OTTAWA — New Brunswick Premier Blaine Higgs says his province’s alternative to the federal carbon price will be to ship liquid natural gas to Europe as an alternative to coal.

Higgs says he has a business case to do it, although there’s just one problem: he doesn’t currently have any gas to send.

Higgs is appearing virtually in front of a House of Commons committee, where Conservatives invited Higgs and his Alberta and Saskatchewan counterparts to testify about their dislike of the carbon price.

They are among seven premiers who recently called on Prime Minister Justin Trudeau to cancel the carbon price increase planned for April 1.

Trudeau this week wrote to those premiers inviting them to suggest alternatives to the federal carbon price that would achieve the same results.

Higgs has long championed the development of shale gas in New Brunswick and he says the carbon price is barely going to make a dent in world emissions as long as China continues to build coal plants.

He says Canada’s emissions are a drop in the bucket of global emissions and that shipping cleaner fuels overseas to replace coal would be a more effective strategy.

“In Canada we’re thinking in a bubble,” said Higgs. “I propose to make a difference worldwide.”

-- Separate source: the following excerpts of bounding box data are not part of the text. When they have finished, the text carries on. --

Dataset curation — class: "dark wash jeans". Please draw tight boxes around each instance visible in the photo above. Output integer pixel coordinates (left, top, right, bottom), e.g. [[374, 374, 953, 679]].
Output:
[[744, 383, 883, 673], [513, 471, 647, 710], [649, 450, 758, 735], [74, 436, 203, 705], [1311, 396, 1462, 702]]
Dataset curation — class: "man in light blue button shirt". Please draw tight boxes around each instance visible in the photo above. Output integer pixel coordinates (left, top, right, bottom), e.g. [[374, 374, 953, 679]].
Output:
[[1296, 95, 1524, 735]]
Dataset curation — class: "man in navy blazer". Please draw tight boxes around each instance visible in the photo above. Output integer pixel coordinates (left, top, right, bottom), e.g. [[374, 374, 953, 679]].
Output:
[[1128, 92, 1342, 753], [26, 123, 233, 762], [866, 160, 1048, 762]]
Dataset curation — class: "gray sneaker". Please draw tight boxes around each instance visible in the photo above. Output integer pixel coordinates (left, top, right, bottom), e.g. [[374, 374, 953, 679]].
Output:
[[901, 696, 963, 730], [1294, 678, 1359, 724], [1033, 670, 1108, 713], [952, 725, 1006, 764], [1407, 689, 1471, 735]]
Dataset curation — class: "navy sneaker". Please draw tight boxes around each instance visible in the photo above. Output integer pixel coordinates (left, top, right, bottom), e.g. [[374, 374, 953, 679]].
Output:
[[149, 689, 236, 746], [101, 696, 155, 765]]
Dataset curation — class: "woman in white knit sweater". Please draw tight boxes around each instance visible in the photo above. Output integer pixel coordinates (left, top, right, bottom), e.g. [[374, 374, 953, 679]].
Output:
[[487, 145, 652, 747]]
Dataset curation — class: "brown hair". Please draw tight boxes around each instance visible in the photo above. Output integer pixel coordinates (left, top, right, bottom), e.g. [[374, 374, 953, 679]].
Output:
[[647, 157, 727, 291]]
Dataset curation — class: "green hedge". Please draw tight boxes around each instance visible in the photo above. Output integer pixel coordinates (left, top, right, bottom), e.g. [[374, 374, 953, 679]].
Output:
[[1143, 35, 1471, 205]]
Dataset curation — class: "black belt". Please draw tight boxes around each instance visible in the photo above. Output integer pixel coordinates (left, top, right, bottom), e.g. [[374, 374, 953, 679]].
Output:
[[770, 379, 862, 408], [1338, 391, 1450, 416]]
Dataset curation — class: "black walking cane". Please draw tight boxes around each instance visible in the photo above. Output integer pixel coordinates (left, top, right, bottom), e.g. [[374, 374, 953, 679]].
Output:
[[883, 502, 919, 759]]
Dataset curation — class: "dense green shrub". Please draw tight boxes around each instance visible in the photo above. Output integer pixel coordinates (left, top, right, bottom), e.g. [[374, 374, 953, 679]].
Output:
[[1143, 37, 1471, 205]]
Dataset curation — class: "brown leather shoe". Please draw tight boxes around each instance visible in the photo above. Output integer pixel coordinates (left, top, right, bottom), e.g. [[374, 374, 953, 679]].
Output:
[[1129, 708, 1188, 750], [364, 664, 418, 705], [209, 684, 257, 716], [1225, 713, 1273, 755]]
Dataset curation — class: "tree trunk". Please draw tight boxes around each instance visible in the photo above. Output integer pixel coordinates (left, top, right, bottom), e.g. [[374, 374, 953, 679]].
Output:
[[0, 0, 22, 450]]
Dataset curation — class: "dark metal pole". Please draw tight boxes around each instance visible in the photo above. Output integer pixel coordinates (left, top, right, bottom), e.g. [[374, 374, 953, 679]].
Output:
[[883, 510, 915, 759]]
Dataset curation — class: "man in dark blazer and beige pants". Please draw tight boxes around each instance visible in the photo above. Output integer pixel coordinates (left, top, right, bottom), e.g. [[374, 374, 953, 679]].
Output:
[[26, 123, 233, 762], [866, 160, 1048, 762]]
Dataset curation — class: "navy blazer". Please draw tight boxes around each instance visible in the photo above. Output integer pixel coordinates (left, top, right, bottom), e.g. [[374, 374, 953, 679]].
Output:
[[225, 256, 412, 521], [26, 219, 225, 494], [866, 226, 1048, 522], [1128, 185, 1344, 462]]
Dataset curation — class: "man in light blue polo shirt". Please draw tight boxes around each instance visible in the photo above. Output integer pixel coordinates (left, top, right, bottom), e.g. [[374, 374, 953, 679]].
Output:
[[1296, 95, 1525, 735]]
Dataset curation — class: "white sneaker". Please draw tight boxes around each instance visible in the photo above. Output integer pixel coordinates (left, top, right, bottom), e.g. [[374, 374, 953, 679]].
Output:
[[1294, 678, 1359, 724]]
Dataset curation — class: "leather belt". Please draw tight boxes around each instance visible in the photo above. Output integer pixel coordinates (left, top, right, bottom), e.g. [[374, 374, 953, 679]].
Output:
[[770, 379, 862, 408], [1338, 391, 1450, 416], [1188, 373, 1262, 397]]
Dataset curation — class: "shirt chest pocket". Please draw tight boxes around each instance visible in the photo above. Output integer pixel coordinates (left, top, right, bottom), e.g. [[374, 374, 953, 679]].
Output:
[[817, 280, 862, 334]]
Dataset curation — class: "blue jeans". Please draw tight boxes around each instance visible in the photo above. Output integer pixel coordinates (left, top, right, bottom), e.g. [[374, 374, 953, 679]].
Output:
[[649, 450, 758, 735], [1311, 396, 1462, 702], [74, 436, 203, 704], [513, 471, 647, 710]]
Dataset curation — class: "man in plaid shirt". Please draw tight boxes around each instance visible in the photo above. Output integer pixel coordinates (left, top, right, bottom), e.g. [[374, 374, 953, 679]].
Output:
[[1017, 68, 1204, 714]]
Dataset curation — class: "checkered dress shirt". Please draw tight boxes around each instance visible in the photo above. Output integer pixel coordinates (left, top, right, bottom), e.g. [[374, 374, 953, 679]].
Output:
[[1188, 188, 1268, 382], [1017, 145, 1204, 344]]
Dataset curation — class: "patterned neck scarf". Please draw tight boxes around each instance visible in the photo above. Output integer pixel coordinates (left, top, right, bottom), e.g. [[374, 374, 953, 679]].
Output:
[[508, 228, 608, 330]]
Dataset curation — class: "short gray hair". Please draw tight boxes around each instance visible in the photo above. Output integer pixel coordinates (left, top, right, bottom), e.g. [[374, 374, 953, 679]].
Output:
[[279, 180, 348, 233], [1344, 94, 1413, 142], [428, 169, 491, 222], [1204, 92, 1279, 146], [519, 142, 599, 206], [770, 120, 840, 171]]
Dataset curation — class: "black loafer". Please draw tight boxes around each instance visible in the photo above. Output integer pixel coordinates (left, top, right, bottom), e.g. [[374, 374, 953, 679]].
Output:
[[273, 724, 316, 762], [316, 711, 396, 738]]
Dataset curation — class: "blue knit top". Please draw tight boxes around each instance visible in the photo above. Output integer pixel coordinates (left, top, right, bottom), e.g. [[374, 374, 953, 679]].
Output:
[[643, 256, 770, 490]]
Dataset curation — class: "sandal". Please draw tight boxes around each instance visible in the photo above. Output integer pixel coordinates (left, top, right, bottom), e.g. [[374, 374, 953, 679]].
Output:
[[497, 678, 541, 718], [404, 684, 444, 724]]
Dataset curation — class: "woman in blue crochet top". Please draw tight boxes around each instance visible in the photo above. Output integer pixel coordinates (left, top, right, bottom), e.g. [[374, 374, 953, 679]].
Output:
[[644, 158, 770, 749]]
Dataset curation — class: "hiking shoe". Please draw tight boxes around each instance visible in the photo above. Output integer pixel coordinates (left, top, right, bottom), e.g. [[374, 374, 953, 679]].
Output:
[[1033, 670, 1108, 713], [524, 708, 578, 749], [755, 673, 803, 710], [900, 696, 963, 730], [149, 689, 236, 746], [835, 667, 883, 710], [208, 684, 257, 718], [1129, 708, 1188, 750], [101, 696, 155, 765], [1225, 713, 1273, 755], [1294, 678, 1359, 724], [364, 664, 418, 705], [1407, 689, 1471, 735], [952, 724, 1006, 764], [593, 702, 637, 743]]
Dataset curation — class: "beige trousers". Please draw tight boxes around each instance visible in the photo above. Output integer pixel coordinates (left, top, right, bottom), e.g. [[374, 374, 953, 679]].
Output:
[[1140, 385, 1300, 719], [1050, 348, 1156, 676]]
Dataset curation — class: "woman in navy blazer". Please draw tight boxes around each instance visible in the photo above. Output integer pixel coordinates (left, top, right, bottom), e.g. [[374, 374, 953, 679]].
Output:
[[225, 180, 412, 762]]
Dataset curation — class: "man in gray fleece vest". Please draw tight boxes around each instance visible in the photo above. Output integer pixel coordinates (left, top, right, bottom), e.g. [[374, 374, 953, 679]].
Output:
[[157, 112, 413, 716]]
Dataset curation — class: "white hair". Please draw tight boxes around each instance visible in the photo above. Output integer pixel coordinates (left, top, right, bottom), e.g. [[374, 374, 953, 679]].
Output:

A Spanish company last year walked away from a proposal to build a natural gas export terminal in Saint John, citing the high costs of shipping gas, which would have to be sent by pipelines from Western Canada. 

Former Liberal Premier Brian Gallant legislated a moratorium on hydraulic fracking in New Brunswick in 2014. That decision came after violent anti-fracking protests rocked New Brunswick in 2013.

Fracking is a process that pumps large volumes of water and chemicals underground to break apart layers of rock and release pockets of gas trapped inside.